The experiment involves 42 junior-, senior-, and graduate-level students from engineering disciplines at Texas A&M University. Each subject completes the three tasks with different levels of automation. The order of three tasks, given by Table 2, is reversed for about half of the subjects pool so that no design synthesis task always follows the same task in both orders. This setup helps to counterbalance order effects. Task 1 with a pretest is always conducted at the start of the experiment. For every subject, a total of ten semantic and abstract features are randomly divided into two groups of five each, one for task 2 and the other for task 3. Because the features are randomly assigned to different tasks for each subject, all 10 features still appear in every task over the entire subject population. This within-subject design ensures that each subject completes all three tasks and sees five abstract features and five semantic features at some point between tasks 2 and 3. We can still partition the collected data into different levels of automation and types of features. The design allows us to study relative differences between different experimental conditions. The total experiment lasts about 45 min, and each subject receives a fixed payment of 20 USD at the end. The subjects must spend a minimum of 5 min on the instructions, which include textual and graphical details of the metamaterial problem and the user interface. The eight minutes of task duration provided extra time to familiarize themselves with the interface and was selected after pilot testing.

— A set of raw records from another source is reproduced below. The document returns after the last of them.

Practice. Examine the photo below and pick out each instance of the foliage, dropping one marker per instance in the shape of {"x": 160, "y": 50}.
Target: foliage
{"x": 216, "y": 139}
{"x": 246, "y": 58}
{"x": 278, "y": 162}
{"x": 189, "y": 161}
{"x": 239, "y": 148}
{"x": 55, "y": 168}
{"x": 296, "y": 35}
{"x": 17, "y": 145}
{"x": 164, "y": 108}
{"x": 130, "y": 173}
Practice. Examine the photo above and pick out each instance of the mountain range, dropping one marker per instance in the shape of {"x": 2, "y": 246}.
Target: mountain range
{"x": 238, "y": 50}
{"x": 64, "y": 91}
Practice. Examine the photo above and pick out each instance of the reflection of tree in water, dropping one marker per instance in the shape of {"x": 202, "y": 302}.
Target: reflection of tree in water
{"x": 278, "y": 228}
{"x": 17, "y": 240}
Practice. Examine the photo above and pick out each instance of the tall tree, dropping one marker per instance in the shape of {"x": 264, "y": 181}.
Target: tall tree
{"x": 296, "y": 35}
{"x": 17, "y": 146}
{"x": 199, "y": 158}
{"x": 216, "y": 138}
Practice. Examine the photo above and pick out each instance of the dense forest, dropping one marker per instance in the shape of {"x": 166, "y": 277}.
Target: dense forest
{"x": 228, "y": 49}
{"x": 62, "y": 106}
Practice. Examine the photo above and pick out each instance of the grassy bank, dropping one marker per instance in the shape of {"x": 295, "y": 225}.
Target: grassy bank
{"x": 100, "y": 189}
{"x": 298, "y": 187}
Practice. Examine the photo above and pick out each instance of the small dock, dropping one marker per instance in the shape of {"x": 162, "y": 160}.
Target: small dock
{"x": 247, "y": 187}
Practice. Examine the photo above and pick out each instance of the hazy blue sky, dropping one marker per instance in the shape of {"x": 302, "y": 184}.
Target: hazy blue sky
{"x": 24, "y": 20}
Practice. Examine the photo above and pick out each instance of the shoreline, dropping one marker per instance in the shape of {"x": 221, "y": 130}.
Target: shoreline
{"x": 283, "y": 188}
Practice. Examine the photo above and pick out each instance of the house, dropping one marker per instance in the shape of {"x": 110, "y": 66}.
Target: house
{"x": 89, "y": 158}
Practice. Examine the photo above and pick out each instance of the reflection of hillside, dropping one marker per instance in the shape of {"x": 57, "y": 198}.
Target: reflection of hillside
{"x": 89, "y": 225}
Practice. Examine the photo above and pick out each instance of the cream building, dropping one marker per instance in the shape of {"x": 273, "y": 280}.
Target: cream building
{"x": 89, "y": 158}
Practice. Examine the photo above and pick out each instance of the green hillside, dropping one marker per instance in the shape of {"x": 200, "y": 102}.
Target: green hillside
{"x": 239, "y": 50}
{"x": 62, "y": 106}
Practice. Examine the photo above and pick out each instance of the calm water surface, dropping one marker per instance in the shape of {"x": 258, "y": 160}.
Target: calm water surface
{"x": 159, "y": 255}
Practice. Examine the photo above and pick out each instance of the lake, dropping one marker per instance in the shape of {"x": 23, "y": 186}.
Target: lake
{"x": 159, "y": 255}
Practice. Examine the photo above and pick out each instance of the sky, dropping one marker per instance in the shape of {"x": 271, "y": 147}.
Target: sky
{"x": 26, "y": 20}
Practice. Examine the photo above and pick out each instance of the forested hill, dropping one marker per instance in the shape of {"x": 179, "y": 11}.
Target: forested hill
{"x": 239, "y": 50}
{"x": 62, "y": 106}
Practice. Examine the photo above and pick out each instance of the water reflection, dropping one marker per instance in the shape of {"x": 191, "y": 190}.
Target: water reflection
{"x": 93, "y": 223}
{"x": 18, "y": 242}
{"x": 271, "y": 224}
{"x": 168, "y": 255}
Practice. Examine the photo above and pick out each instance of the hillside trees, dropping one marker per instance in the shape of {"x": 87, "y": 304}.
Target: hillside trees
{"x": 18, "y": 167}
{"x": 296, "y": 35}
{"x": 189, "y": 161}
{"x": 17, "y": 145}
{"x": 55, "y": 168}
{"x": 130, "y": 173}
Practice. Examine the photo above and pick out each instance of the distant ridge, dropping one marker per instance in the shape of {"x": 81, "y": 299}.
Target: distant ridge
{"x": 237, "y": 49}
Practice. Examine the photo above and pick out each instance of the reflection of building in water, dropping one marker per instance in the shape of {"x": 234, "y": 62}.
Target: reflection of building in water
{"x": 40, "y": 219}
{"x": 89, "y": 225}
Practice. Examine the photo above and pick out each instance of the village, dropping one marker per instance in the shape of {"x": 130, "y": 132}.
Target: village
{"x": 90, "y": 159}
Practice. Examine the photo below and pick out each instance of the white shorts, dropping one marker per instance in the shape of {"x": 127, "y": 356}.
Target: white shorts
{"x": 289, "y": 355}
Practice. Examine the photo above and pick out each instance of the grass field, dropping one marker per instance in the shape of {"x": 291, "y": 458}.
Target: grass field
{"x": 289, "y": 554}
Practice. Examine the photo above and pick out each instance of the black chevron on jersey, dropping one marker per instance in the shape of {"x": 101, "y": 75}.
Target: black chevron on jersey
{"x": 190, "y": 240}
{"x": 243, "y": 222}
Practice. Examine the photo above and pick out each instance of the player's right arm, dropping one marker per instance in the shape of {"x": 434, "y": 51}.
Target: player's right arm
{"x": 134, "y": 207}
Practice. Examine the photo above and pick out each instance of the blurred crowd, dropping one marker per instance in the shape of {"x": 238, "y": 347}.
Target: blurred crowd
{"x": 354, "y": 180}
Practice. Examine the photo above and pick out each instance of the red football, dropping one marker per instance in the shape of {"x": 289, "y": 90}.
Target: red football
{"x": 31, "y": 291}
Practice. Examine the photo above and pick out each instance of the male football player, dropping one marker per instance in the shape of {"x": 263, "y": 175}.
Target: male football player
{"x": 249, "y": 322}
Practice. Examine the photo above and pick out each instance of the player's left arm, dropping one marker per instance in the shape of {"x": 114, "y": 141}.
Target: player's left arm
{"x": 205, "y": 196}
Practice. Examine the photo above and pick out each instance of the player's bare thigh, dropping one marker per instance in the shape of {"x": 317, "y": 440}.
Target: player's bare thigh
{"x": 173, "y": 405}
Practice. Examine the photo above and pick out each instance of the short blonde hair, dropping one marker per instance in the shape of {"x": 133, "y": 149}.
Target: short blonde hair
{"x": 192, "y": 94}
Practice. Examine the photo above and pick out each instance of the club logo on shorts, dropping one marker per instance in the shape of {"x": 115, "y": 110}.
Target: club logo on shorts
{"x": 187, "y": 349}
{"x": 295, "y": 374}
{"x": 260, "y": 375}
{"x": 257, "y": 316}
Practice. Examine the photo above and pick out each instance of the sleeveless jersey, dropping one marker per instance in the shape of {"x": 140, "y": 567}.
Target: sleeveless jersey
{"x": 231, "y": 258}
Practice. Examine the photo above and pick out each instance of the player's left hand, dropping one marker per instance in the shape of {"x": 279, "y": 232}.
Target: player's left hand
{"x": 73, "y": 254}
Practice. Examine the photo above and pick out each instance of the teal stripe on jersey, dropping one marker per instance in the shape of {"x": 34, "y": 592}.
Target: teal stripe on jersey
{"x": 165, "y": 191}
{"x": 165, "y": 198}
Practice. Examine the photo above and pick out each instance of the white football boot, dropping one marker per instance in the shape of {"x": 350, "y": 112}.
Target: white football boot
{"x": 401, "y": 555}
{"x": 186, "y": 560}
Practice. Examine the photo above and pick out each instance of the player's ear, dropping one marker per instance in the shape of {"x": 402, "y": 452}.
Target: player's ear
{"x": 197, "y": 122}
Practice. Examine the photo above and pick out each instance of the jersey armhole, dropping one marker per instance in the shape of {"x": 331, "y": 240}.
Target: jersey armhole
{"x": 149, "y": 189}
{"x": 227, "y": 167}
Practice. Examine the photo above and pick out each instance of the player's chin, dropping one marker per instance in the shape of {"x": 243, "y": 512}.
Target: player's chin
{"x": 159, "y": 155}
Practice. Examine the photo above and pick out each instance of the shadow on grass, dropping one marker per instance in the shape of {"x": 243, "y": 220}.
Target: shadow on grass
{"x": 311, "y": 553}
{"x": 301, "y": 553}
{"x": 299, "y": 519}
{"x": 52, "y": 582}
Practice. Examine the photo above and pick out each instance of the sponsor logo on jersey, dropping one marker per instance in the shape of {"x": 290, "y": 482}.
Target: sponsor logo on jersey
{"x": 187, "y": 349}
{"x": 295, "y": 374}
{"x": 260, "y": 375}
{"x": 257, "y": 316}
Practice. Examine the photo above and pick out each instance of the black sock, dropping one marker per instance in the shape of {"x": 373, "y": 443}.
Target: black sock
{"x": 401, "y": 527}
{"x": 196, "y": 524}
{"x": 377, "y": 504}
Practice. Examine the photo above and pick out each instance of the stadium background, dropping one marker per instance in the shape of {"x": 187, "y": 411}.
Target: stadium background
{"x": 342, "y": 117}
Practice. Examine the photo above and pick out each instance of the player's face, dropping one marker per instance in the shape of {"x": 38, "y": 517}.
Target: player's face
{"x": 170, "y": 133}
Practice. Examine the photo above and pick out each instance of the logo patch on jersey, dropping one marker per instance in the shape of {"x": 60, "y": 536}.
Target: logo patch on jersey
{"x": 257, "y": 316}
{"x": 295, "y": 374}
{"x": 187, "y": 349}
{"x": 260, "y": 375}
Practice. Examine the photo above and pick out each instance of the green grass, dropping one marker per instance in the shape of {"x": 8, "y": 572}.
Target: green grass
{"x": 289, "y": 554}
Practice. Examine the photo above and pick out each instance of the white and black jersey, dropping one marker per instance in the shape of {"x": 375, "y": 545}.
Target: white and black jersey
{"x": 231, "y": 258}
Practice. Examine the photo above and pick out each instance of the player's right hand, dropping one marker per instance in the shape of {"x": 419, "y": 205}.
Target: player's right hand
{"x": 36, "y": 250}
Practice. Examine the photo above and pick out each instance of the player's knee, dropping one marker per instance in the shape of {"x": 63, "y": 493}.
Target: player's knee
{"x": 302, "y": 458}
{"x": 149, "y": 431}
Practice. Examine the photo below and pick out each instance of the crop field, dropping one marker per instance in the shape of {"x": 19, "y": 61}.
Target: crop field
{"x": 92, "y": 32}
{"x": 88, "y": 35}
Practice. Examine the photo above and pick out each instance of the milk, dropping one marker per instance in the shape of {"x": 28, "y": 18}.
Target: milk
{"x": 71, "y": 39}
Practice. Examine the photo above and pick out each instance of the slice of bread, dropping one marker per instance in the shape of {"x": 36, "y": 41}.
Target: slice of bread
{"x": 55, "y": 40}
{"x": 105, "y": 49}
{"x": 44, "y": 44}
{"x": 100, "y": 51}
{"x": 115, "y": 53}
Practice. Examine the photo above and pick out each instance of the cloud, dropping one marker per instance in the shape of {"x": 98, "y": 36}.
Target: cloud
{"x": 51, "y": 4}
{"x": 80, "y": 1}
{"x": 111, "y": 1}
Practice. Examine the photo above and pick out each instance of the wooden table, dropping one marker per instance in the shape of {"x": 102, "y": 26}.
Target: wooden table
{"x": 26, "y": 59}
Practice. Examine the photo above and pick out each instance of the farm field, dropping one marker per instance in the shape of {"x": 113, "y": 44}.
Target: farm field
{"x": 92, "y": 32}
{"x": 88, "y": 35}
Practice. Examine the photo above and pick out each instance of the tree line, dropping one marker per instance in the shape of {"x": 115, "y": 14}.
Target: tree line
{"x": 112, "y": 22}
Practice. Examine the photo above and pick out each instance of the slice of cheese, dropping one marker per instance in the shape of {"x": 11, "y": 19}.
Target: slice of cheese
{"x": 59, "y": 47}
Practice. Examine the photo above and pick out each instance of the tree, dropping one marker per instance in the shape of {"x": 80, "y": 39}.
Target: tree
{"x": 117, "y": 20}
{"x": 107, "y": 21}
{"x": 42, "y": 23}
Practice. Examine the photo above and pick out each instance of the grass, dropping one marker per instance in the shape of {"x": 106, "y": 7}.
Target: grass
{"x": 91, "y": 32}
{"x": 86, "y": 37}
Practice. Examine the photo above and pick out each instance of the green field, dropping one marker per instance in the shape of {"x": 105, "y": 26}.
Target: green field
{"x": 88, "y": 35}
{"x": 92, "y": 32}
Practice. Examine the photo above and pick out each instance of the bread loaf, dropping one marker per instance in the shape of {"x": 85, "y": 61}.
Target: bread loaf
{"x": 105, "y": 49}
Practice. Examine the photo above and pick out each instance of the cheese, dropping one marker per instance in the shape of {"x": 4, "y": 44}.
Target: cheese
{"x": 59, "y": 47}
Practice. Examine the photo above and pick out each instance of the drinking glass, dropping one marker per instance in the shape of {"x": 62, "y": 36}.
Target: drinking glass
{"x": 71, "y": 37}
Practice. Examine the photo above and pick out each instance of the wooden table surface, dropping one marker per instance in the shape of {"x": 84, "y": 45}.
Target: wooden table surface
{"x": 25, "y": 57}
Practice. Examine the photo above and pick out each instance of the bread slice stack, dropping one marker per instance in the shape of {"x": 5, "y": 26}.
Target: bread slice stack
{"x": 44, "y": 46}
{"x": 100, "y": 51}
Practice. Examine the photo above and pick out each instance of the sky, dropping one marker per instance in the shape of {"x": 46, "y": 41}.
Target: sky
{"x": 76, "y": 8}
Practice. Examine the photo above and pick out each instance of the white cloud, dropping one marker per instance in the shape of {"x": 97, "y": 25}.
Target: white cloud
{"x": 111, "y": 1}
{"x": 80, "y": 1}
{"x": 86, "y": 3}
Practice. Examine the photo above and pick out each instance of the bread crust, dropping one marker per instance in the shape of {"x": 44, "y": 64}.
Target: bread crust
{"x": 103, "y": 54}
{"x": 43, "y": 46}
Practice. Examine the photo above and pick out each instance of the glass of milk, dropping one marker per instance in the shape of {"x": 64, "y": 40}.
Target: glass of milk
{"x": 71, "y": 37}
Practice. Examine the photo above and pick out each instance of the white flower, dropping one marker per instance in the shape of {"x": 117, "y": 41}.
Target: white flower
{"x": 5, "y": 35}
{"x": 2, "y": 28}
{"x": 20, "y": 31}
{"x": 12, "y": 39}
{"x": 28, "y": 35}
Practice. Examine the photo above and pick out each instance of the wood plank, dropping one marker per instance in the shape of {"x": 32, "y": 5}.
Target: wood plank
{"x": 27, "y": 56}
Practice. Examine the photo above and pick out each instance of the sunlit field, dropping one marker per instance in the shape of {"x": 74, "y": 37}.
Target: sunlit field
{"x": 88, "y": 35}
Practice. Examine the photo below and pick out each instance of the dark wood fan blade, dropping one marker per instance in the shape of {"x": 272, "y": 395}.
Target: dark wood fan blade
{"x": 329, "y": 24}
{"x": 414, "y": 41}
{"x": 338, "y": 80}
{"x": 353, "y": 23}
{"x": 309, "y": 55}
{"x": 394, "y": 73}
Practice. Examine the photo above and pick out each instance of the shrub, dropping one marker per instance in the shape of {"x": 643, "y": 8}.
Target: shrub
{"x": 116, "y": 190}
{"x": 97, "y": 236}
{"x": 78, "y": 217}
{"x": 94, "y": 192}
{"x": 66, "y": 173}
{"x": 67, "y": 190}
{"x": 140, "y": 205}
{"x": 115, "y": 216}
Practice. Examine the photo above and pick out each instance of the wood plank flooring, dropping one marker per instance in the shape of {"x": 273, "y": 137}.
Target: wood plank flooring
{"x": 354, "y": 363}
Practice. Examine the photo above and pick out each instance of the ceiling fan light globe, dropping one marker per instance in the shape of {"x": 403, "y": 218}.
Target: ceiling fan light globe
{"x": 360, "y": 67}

We administer four learning tests throughout the experiment, as shown in Table 2. Before any design synthesis task, part I includes a design pretest with 16 design comparison questions to test the prior knowledge of the subject about the mechanical metamaterial design problem. With the task ordering shown in Table 2, part II includes a manual design synthesis task and a design posttest with 16 design comparison questions to measure resultant learning. We do not repeat questions between design pretest and posttest to prevent the subjects from remembering answers. The questions in both tests still have a similar distribution of question complexity, as measured by the feature difference Δz2 (see Fig. 4(a)). Parts III and IV, respectively, include the manual- and semi-automated feature-based design synthesis and first and second feature tests, which include 20 feature identification questions each. About half of all subjects complete the tasks in the reverse order of parts I, IV, III, and II to mitigate the impact of task order in the data.

Fig. 4
(a) The accuracy of subjects’ responses is proportional to the feature distance between design pairs in design posttest. This correlation is not significant in the design pretest, (b) intentionally, the correlation of the feature distance with the distance in the objectives space is insignificant for design pairs, (c) the correctness of responses is on average high for semantic features such as “horizontal lines,” “vertical lines,” and “diagonals” in task 2 (feature test 1), and (d) task 3 (feature test 2) produces lower accuracy of responses than task 2, especially for semantic features like “horizontal lines” and “vertical lines.”
Fig. 4
(a) The accuracy of subjects’ responses is proportional to the feature distance between design pairs in design posttest. This correlation is not significant in the design pretest, (b) intentionally, the correlation of the feature distance with the distance in the objectives space is insignificant for design pairs, (c) the correctness of responses is on average high for semantic features such as “horizontal lines,” “vertical lines,” and “diagonals” in task 2 (feature test 1), and (d) task 3 (feature test 2) produces lower accuracy of responses than task 2, especially for semantic features like “horizontal lines” and “vertical lines.”
Close modal

3.4 Model Training.

We train the conditional variational autoencoder on a dataset of 21,444 designs, which were generated from a greedy search using genetic algorithms [61]. The training data include 3 × 3 metamaterial lattice structures represented as 28 × 28 pixel grayscale images and 28-bit binary vectors, and the objectives vector for each design, made of vertical stiffness, volume fraction, and feasibility constraint. An image is generated from the binary vector representation of a metamaterial design. A pixel has a value of 1 if it falls on an active link or 0 otherwise. An image of an example unit lattice is highlighted in the bottom left part of Fig. 2. The image acts as an input I to the encoder network.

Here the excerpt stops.